What does equitable remedy mean?
This type of remedy is usually granted when legal remedies (like monetary compensation) can’t adequately resolve the situation.
The most common types of equitable remedies are contract rescission, contract reformation, injunction and constructive trust.
What are other types of contract remedies?
Aside from contract reformation, there are several common remedies for breach of contracts.
The goal of each is to restore either one or both parties to the position they were in before using any of the remedy types — though the consequences for the breaching party are different.
Damages is the most popular type of contract remedy that is available in both:
- Breach of contract case;
- Tort case (tort cases happen when someone either intentionally or negligently causes injury to another person or their property).
There are two types of damages:
- Compensatory damages — used to reimburse the injured party for their losses;
- Punitive damages — used to punish the breaching party and prevent them from engaging in similar behavior in the future.
This remedy type may involve either returning money or a property that was transferred as part of the contract.
This may also be resolved by either returning money or property that was transferred as a part of the agreement.
What are the requirements to reform a contract?
Contract reformation can only happen when both parties agree on the cause of action. The following elements must be satisfied for a contract so it is eligible for reformation:
- A valid contract exists
- A valid reason for the contract to be rewritten exists (either error or misrepresentation on behalf of one or both or one parties)
- No other equitable defenses are available
What components of a contract may be reformed?
Only the part(s) of a written contract in dispute can be reformed. In case parties need to rewrite the entire agreement, they can rescind or withdraw the actual agreement as a whole.
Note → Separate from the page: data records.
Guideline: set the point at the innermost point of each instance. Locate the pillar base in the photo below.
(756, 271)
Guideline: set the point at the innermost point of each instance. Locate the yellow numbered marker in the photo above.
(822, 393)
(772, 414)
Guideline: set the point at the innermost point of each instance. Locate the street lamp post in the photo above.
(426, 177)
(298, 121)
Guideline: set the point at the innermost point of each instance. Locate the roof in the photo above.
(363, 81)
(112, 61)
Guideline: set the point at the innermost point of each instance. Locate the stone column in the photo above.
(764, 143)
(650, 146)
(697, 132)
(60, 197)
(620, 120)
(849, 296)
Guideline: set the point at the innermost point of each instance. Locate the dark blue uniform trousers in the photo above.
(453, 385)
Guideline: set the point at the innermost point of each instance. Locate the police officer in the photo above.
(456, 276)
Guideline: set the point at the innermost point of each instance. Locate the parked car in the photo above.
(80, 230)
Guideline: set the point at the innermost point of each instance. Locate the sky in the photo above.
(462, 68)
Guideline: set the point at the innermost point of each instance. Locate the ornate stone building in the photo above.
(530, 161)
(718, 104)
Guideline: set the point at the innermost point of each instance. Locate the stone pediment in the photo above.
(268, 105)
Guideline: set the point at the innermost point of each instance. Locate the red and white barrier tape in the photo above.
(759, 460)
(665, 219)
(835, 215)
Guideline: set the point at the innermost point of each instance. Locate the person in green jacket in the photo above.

Reformation concentrates on the basis of the dispute or conflict, such as:
- Term that caused a mistake
- Facts or the words that resulted in misrepresentation
Example: A breach of contract could happen if one party meant that the term “fabric” in a contract referred to Grade B textiles, but in reality it was referring to Grade A textiles. In that case the court may authorize both parties to rewrite the contract in a clearer way that reflects the term “fabric” correctly.
In more specific cases, the court may rewrite other sections of an agreement, like clauses affected by the mistake.
When is contract reformation unavailable?
Contract reformation isn’t available if it will damage any of the parties in the future.
Example: The supreme court won’t further the contract reformation process in a way that restricts the legal privileges of one or both parties. Likewise, courts won’t allow parties to rewrite a written agreement if it will lead to an agreement that is unfair or one-sided.
Reformation won’t act as a cure in a case when one or both parties are not amenable to a new contract. In this case legal remedies would likely come into play, and the injured party may receive a settlement, while the breaching party would be subject to fines.
What is the difference between rescission and reformation?
Rescission is a legal contract remedy that cancels the current contract with the goal of returning both parties to their positions before the contract’s existence.
Reformation is a legal contract remedy that rewrites the original contract with the goal of reflecting the parties’ true intent that is currently lacking in the agreement, usually due to a mistake or a misrepresentation.
How to avoid contract errors
Following these practices will help lessen the chances of your contracts ever needing reformation:
- Use templates to simplify and speed up the process without worrying about making mistakes;
- Get help from a law firm or an attorney who is familiar with your industry — have them draft the contract or review and revise the draft;
- Be aware of the potentially inaccurate terms, or terms or clauses that could be misunderstood by the other signing party — again, seeking legal advice is always a good idea.